Roger Kramer

Profile
- Position: Offensive tackle

Personal information
- Born: August 3, 1939 Kalamazoo, Michigan, U.S.
- Died: August 6, 2023 (aged 84) Edmonton, Alberta, Canada
- Height: 6 ft 5 in (1.96 m)
- Weight: 280 lb (127 kg)

Career information
- College: Kalamazoo College

Career history
- 1962: Montreal Alouettes
- 1963–1964: Ottawa Rough Riders
- 1965–1970: Calgary Stampeders

Awards and highlights
- 2× CFL All-Star (1963, 1964); 2× CFL East All-Star (1963, 1964); CFL West All-Star (1967);

= Roger Kramer =

American-Canadian football player and athlete (1939–2023)
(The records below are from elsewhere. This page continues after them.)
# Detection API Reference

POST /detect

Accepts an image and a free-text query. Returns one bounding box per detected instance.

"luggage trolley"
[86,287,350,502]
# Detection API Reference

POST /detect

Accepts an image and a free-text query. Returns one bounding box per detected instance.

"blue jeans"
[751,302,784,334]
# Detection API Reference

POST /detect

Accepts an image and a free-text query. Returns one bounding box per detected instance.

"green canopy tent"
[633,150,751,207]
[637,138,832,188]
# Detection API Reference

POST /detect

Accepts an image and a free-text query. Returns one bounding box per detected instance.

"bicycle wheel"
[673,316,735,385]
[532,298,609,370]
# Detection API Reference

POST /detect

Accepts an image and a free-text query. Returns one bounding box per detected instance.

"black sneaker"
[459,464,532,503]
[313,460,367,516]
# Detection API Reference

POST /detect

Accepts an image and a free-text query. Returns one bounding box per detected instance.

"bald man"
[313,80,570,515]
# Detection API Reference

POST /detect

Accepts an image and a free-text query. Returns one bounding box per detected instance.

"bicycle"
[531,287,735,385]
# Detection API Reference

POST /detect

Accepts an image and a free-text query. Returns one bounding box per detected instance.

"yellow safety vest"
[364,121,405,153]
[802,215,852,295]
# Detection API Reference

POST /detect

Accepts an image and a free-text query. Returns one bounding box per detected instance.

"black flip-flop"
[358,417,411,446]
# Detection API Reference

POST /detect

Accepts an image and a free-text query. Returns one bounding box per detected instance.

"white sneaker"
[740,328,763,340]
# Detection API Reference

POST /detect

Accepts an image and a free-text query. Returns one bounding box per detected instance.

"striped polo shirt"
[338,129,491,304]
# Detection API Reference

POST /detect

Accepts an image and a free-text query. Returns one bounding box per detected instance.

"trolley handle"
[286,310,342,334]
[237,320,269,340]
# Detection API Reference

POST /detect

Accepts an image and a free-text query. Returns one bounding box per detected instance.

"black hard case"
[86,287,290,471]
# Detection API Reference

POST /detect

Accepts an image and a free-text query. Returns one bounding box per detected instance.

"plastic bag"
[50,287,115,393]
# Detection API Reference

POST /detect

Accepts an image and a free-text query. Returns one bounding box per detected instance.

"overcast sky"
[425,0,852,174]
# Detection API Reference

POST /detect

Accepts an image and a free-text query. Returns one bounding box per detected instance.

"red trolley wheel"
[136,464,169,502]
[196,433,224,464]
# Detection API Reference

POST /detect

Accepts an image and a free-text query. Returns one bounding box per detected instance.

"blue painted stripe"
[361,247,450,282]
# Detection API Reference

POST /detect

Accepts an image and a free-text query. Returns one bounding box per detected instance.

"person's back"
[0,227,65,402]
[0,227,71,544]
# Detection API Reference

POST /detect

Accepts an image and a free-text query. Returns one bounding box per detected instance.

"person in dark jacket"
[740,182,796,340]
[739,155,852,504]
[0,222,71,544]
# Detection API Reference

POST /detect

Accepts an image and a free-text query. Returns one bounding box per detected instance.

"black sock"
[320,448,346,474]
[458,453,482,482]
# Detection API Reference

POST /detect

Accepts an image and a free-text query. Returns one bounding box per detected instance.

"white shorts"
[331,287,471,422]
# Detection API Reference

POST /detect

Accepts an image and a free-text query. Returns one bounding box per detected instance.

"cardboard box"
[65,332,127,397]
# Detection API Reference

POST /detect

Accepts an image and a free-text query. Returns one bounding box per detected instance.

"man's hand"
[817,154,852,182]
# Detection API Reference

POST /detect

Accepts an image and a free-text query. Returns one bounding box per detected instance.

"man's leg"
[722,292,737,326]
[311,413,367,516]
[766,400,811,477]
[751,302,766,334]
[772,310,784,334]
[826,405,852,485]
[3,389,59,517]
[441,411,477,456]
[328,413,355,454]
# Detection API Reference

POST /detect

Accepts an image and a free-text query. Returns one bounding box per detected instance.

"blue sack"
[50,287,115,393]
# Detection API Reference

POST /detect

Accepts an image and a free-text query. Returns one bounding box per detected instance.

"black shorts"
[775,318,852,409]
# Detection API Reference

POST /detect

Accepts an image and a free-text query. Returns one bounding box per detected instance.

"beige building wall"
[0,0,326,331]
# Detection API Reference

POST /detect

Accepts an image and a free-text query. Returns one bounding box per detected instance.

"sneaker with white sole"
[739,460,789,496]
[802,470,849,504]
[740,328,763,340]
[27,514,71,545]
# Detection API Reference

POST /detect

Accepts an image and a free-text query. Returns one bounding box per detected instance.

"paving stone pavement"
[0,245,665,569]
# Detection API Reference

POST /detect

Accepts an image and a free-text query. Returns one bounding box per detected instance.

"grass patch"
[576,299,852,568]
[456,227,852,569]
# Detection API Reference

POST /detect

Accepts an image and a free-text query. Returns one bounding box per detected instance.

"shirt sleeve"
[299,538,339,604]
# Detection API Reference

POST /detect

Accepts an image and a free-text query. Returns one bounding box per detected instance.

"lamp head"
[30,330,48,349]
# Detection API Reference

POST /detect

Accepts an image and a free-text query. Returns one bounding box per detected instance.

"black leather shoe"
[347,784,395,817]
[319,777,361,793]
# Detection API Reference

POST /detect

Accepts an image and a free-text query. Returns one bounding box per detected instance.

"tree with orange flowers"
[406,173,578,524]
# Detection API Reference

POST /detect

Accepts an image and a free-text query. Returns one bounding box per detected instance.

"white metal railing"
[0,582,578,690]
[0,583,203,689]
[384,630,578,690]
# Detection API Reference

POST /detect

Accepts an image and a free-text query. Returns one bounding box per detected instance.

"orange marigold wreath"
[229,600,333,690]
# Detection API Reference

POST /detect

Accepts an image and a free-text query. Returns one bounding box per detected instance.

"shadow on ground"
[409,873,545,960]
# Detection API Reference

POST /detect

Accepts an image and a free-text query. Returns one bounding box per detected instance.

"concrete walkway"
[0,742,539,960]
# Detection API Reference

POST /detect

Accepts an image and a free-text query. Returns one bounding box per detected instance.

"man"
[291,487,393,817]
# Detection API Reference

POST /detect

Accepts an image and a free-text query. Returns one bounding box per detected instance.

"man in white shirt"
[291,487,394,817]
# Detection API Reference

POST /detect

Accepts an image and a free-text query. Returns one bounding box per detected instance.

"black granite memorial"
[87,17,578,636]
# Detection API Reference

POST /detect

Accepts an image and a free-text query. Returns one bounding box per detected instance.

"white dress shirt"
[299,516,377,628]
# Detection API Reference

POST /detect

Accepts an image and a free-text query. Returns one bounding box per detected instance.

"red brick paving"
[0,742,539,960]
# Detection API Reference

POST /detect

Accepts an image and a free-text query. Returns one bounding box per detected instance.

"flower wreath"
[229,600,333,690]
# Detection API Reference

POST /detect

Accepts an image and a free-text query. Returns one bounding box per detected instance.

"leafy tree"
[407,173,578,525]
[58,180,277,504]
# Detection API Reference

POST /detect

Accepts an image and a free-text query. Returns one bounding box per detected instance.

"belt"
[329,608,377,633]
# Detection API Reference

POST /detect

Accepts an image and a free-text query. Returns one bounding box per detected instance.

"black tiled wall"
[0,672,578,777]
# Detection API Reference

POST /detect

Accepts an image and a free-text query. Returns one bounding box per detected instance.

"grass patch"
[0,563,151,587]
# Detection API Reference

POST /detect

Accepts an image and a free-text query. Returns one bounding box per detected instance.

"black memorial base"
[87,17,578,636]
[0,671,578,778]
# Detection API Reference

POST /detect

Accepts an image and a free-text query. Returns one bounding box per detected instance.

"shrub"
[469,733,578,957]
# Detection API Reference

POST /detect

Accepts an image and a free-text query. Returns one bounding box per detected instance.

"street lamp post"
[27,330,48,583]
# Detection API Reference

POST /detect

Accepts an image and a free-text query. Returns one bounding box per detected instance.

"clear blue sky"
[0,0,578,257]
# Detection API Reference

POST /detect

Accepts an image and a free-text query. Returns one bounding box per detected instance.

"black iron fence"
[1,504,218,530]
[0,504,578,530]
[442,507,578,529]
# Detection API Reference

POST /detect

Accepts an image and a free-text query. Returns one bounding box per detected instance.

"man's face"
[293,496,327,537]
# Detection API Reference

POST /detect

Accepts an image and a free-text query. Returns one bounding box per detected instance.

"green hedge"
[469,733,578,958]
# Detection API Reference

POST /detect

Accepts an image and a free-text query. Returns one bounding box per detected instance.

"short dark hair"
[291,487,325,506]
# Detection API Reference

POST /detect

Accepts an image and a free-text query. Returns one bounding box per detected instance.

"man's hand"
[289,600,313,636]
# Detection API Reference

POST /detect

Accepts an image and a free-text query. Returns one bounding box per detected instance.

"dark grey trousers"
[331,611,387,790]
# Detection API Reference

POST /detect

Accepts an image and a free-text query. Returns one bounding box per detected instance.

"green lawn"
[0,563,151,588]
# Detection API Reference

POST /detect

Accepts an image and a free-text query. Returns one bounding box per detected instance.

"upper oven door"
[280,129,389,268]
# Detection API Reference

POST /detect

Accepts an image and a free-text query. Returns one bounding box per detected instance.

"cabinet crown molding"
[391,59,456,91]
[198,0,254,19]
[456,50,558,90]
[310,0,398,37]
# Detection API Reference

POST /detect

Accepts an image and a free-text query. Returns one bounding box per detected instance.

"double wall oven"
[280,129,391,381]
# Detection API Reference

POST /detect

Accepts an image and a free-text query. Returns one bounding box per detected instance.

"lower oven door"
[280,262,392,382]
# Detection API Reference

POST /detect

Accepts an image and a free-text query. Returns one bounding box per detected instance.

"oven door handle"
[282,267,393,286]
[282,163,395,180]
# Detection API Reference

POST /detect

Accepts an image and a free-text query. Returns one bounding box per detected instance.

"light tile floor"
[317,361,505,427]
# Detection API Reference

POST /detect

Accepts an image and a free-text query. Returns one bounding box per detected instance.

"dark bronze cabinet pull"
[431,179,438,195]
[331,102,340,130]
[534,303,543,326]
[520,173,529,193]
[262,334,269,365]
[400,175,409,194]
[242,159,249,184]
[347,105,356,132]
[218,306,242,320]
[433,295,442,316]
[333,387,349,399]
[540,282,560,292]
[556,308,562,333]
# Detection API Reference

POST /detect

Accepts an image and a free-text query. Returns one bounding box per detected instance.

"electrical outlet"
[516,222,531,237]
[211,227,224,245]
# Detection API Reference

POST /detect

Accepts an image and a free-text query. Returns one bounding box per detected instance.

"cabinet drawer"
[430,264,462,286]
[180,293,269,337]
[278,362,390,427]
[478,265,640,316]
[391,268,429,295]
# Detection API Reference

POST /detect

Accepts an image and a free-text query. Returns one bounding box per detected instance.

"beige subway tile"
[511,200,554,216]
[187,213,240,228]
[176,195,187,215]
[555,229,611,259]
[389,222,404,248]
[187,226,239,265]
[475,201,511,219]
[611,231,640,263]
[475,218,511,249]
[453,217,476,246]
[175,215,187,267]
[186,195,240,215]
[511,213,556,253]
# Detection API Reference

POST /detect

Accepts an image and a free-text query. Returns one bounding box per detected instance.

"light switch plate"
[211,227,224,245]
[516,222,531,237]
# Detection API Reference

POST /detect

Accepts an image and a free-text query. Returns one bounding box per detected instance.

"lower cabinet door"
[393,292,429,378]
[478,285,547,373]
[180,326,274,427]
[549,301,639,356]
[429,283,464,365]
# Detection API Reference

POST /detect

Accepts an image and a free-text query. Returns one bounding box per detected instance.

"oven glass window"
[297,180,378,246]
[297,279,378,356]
Roger Kramer (August 3, 1939 – August 6, 2023) was an American athlete and professional Canadian Football League (CFL) player who played nine seasons in the CFL for three teams.

==Early life==
Roger Kramer was born on August 3, 1939 in Kalamazoo, Michigan, and raised in Oklahoma City, Oklahoma. He attended Portage Central High and Kalamazoo College where he met his future wife, Ilona Krastins.

==Biography==
Kramer was named CFL All-Star in 1963 and 1964. He played college football at Kalamazoo College from 1957 to 1959.

==Personal life and death==
Kramer had two children, one of whom is American actor Eric Allan Kramer.

Roger remained in Canada following his football career. He died of dementia on August 6, 2023 in Edmonton, Alberta, three days after his 84th birthday.